GUILDERLAND — Companion cases against Carlos Quinones, 17, are pending resolution in other jurisdictions under youthful-offender status, said spokeswoman Cecilia Walsh of the Albany County District Attorney’s Office, referring to his rape, sexual abuse, and related charges.

A judge can grant youthful-offender status to teens who committed crimes when they were 16, 17, or 18 years old, sealing their criminal court records. A felony can be sealed one time, Walsh said.

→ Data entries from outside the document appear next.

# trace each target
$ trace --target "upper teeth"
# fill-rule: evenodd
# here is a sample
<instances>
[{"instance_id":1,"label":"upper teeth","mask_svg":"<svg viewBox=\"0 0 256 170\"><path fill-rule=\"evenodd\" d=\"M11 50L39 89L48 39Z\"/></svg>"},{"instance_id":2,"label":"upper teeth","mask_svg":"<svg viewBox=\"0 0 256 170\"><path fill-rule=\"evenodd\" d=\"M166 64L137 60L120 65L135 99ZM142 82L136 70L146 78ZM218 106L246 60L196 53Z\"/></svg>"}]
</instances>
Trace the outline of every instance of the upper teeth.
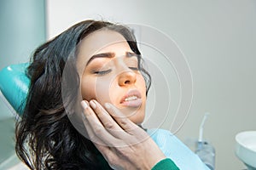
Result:
<instances>
[{"instance_id":1,"label":"upper teeth","mask_svg":"<svg viewBox=\"0 0 256 170\"><path fill-rule=\"evenodd\" d=\"M131 100L137 99L137 96L130 96L130 97L126 98L125 99L125 101L131 101Z\"/></svg>"}]
</instances>

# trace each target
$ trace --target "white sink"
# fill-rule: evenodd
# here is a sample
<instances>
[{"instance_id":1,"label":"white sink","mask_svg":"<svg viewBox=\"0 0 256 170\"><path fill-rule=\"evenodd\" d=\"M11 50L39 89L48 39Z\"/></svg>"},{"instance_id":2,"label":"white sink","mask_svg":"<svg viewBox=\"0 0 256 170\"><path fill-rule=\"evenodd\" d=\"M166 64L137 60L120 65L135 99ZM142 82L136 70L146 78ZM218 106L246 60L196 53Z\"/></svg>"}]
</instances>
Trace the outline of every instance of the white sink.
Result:
<instances>
[{"instance_id":1,"label":"white sink","mask_svg":"<svg viewBox=\"0 0 256 170\"><path fill-rule=\"evenodd\" d=\"M256 170L256 131L241 132L236 136L236 154L248 170Z\"/></svg>"}]
</instances>

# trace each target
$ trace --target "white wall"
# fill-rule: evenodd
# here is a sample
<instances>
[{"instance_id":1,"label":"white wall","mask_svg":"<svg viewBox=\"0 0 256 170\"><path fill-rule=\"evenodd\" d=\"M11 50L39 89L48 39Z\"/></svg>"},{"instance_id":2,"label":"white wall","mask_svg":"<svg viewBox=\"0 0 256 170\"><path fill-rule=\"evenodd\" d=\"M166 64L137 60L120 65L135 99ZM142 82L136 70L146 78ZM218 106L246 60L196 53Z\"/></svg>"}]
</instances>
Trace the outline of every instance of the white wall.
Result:
<instances>
[{"instance_id":1,"label":"white wall","mask_svg":"<svg viewBox=\"0 0 256 170\"><path fill-rule=\"evenodd\" d=\"M197 138L209 111L205 139L215 146L216 169L245 168L235 156L234 139L256 129L255 1L49 0L47 10L49 38L89 18L148 25L172 37L194 82L192 107L177 135Z\"/></svg>"}]
</instances>

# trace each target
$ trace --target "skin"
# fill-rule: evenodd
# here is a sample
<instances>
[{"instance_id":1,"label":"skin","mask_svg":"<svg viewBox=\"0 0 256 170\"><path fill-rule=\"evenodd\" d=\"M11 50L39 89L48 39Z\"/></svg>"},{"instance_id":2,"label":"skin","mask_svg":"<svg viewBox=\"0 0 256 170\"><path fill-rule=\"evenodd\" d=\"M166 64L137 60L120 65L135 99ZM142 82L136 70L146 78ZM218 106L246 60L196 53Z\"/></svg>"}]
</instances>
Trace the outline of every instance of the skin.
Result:
<instances>
[{"instance_id":1,"label":"skin","mask_svg":"<svg viewBox=\"0 0 256 170\"><path fill-rule=\"evenodd\" d=\"M79 44L83 122L89 138L112 168L151 169L166 156L137 126L144 119L146 85L134 69L137 58L127 57L127 52L133 53L125 39L113 31L93 32ZM106 53L113 55L91 60ZM99 74L102 71L104 74ZM120 103L131 89L140 94L140 105Z\"/></svg>"},{"instance_id":2,"label":"skin","mask_svg":"<svg viewBox=\"0 0 256 170\"><path fill-rule=\"evenodd\" d=\"M127 53L133 52L123 36L113 31L98 31L84 38L79 49L83 99L96 99L102 105L111 103L133 122L141 124L145 116L145 81L137 70L137 57L127 56ZM112 54L112 56L92 58L99 54L102 56ZM127 106L120 103L129 90L140 94L140 105Z\"/></svg>"}]
</instances>

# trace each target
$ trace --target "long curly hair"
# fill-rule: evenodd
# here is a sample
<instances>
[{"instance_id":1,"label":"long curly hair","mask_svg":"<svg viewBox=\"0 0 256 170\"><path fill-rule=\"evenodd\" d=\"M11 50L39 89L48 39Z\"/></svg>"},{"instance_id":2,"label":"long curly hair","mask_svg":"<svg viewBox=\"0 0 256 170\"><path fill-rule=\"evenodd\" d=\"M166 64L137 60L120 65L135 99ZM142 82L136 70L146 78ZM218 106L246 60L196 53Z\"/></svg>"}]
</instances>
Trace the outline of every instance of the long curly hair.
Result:
<instances>
[{"instance_id":1,"label":"long curly hair","mask_svg":"<svg viewBox=\"0 0 256 170\"><path fill-rule=\"evenodd\" d=\"M15 129L17 156L31 169L102 169L101 154L73 126L64 108L69 101L61 97L68 56L83 38L102 28L123 35L131 50L141 54L131 29L97 20L79 22L35 50L26 71L31 80L28 95ZM151 77L139 65L148 93ZM76 75L73 78L73 88L79 89L79 79Z\"/></svg>"}]
</instances>

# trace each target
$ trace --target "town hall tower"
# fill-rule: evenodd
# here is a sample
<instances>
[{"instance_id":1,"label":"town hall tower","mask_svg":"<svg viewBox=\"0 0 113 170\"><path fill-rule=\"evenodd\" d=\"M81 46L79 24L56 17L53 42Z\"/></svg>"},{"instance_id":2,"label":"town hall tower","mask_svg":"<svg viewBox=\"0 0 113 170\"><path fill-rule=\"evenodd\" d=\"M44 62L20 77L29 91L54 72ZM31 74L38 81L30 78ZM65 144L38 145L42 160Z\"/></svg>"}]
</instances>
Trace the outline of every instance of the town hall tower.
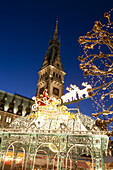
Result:
<instances>
[{"instance_id":1,"label":"town hall tower","mask_svg":"<svg viewBox=\"0 0 113 170\"><path fill-rule=\"evenodd\" d=\"M60 56L60 39L58 39L58 20L49 42L48 52L45 54L42 67L38 72L37 95L42 94L44 89L48 90L49 96L61 98L64 91L64 68Z\"/></svg>"}]
</instances>

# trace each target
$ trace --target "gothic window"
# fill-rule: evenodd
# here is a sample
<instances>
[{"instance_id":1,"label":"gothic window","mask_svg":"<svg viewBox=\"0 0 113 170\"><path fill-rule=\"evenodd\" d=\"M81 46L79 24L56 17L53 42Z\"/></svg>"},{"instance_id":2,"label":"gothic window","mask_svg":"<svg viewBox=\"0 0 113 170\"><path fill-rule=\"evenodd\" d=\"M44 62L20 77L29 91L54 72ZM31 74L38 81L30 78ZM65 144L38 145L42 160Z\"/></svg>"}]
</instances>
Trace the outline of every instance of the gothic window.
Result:
<instances>
[{"instance_id":1,"label":"gothic window","mask_svg":"<svg viewBox=\"0 0 113 170\"><path fill-rule=\"evenodd\" d=\"M14 104L15 104L15 97L12 99L11 103L9 104L8 112L13 113Z\"/></svg>"},{"instance_id":2,"label":"gothic window","mask_svg":"<svg viewBox=\"0 0 113 170\"><path fill-rule=\"evenodd\" d=\"M18 106L17 115L22 116L22 110L23 110L23 100L21 101L20 105Z\"/></svg>"},{"instance_id":3,"label":"gothic window","mask_svg":"<svg viewBox=\"0 0 113 170\"><path fill-rule=\"evenodd\" d=\"M55 72L53 72L53 77L55 77Z\"/></svg>"}]
</instances>

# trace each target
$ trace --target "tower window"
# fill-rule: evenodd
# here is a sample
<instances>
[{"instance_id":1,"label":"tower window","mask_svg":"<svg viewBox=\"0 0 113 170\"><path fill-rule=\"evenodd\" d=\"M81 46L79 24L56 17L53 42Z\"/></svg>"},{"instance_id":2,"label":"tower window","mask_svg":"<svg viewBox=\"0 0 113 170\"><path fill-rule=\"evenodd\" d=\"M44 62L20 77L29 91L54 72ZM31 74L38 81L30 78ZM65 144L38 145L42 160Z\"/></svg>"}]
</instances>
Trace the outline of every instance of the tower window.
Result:
<instances>
[{"instance_id":1,"label":"tower window","mask_svg":"<svg viewBox=\"0 0 113 170\"><path fill-rule=\"evenodd\" d=\"M6 118L6 122L7 122L7 123L11 123L11 117L7 117L7 118Z\"/></svg>"}]
</instances>

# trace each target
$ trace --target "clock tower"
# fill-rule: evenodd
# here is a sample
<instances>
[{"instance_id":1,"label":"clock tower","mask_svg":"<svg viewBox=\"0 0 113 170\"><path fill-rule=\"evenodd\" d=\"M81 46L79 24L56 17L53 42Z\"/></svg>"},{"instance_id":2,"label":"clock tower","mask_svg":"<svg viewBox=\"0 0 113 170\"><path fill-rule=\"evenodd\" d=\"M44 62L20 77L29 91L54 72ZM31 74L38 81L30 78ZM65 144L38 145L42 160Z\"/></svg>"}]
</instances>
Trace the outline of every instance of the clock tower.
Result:
<instances>
[{"instance_id":1,"label":"clock tower","mask_svg":"<svg viewBox=\"0 0 113 170\"><path fill-rule=\"evenodd\" d=\"M45 54L42 67L38 72L36 95L42 94L44 89L48 90L49 96L61 98L64 91L64 68L60 56L60 39L58 39L58 19L53 34L53 39L49 42L48 52Z\"/></svg>"}]
</instances>

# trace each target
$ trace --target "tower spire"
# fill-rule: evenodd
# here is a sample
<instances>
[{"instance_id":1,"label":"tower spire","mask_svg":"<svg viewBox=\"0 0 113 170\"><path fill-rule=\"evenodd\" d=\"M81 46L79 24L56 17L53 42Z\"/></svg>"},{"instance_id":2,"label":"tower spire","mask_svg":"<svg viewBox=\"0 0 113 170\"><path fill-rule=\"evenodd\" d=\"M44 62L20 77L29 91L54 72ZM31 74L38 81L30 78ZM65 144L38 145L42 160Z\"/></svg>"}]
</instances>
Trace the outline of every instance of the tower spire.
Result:
<instances>
[{"instance_id":1,"label":"tower spire","mask_svg":"<svg viewBox=\"0 0 113 170\"><path fill-rule=\"evenodd\" d=\"M58 16L57 16L57 20L56 20L56 27L55 27L53 38L58 39Z\"/></svg>"}]
</instances>

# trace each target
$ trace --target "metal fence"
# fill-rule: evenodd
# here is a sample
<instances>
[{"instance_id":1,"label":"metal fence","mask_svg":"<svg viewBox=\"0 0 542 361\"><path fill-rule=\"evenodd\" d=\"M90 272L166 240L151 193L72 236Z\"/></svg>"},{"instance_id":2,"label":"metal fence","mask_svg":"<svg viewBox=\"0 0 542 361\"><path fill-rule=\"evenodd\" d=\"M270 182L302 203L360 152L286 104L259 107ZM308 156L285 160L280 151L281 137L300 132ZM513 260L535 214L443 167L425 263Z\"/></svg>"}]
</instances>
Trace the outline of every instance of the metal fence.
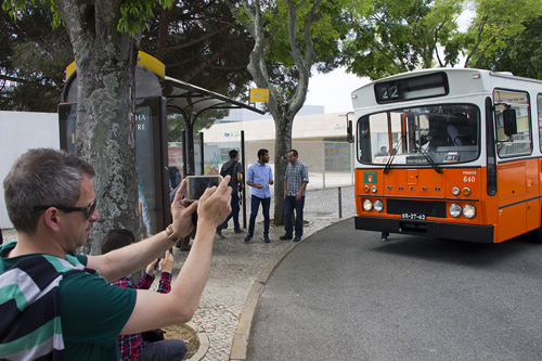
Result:
<instances>
[{"instance_id":1,"label":"metal fence","mask_svg":"<svg viewBox=\"0 0 542 361\"><path fill-rule=\"evenodd\" d=\"M175 152L172 146L176 145ZM207 143L204 144L204 173L218 173L222 165L229 160L231 150L241 150L238 142ZM307 165L309 170L310 188L325 189L353 184L353 144L333 141L293 141L292 147L299 152L299 160ZM269 165L274 173L274 142L271 141L247 141L245 167L257 162L257 153L260 149L269 151ZM170 144L170 154L176 154L175 164L170 156L170 166L182 169L182 157L178 155L178 144ZM196 170L202 169L202 146L195 141Z\"/></svg>"}]
</instances>

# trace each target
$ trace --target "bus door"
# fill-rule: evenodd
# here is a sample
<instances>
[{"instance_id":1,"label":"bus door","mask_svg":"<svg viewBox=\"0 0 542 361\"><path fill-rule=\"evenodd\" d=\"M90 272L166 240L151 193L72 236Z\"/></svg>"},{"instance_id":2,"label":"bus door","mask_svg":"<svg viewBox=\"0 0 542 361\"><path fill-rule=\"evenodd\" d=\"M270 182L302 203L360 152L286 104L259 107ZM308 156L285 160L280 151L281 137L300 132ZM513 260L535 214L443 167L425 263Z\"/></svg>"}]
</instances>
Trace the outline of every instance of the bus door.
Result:
<instances>
[{"instance_id":1,"label":"bus door","mask_svg":"<svg viewBox=\"0 0 542 361\"><path fill-rule=\"evenodd\" d=\"M539 159L532 154L527 92L495 89L495 134L499 194L498 240L502 242L540 227ZM505 129L504 113L515 111L517 129Z\"/></svg>"}]
</instances>

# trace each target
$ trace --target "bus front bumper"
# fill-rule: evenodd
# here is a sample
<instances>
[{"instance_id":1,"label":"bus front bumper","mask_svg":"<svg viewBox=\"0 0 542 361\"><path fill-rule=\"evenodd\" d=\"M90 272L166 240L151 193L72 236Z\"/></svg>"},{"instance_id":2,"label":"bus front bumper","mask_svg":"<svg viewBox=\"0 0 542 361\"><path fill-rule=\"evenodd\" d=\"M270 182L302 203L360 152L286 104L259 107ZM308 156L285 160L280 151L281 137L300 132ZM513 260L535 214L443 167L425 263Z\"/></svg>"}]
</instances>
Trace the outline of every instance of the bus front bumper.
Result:
<instances>
[{"instance_id":1,"label":"bus front bumper","mask_svg":"<svg viewBox=\"0 0 542 361\"><path fill-rule=\"evenodd\" d=\"M354 223L357 230L412 234L477 243L493 243L493 225L413 221L361 216L356 216Z\"/></svg>"}]
</instances>

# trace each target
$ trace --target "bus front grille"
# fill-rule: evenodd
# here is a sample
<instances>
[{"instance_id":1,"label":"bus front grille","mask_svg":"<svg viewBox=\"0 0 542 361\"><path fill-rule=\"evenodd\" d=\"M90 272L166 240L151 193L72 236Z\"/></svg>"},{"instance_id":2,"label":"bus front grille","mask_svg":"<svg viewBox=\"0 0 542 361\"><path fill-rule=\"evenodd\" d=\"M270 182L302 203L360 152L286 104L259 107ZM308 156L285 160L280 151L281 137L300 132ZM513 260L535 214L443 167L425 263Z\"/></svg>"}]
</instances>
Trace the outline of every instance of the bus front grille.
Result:
<instances>
[{"instance_id":1,"label":"bus front grille","mask_svg":"<svg viewBox=\"0 0 542 361\"><path fill-rule=\"evenodd\" d=\"M386 204L389 215L415 214L446 218L446 202L387 199Z\"/></svg>"}]
</instances>

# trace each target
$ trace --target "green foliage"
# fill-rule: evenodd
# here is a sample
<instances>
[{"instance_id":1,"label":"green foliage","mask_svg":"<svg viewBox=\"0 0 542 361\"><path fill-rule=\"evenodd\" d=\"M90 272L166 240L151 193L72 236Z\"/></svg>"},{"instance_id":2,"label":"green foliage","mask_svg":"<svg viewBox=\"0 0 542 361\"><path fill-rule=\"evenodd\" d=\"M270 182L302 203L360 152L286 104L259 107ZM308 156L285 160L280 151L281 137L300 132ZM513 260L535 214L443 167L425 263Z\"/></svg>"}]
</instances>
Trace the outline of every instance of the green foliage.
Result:
<instances>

Meanwhile, Quinones was expected, but did not appear, in Guilderland Town Court on June 13, according to court clerk Jennifer Stephens, who said the court would send him a letter, telling him to appear on July 25. He was due in Guilderland Town Court on a Feb. 16 misdemeanor charge of second-degree menacing, to which he earlier pleaded not guilty; Guilderland Police say he displayed a gun in the Crossgates Mall parking lot.

In the Feb. 16 charge, a complainant said that he had had a prearranged meeting with Quinones so that Quinones could buy vape cartridges from the teen who wound up calling police, according to the complaint.

When Quinones was arrested by Guilderland Police on the menacing charge, he was on probation for charges brought earlier by the Albany County Sheriff’s Office. Quinones had been arrested on Oct. 1, 2018 on charges involving five different female victims under the age of 18.

Quinones was charged, in the 2018 arrest, with third-degree rape, first-degree sexual abuse, two counts of first-degree attempted criminal sexual act, and first-degree criminal sexual act, Walsh said earlier. He had posted $15,000 bail at the time of his arraignment in county court on the rape and related charges.

The earlier crimes are alleged to have occurred in Green Island. The initial report was made to Green Island Police, who soon turned the case over to the sheriff’s office, Investigator Amy Kowalski of the Albany County Sheriff’s Office’s Criminal Investigations Unit told The Enterprise earlier.

On April 11, Quinones’s public defender, Gabriella Romero, told Guilderland Town Judge John Bailey that she expected all of his cases to receive a global resolution, or to be decided together, in county court.

Quinones was 16 at the time of the alleged sex crimes and at the time of his arrest on Oct. 1, 2018. That is the same day New York State’s Raise the Age law went into effect for 16-year-olds, but Raise the Age does not apply to Quinones’s charges for two reasons:

— The new law applies only to crimes committed on or after Oct. 1, 2018, and

— Criminal sexual acts are among the crimes for which a 16-year-old would be likely to be charged as an adult under Raise the Age, unless there were mitigating circumstances such as, for instance, that the crime was committed by more than one person, with the 16-year-old playing a relatively minor role.

Youthful-offender status is granted at sentencing “in the interest of justice and is meant to relieve the eligible youth from the onus of having a criminal record,” according to New York Criminal Procedure Law. Youths must have been between the ages of 16 and 19 when the crime was committed.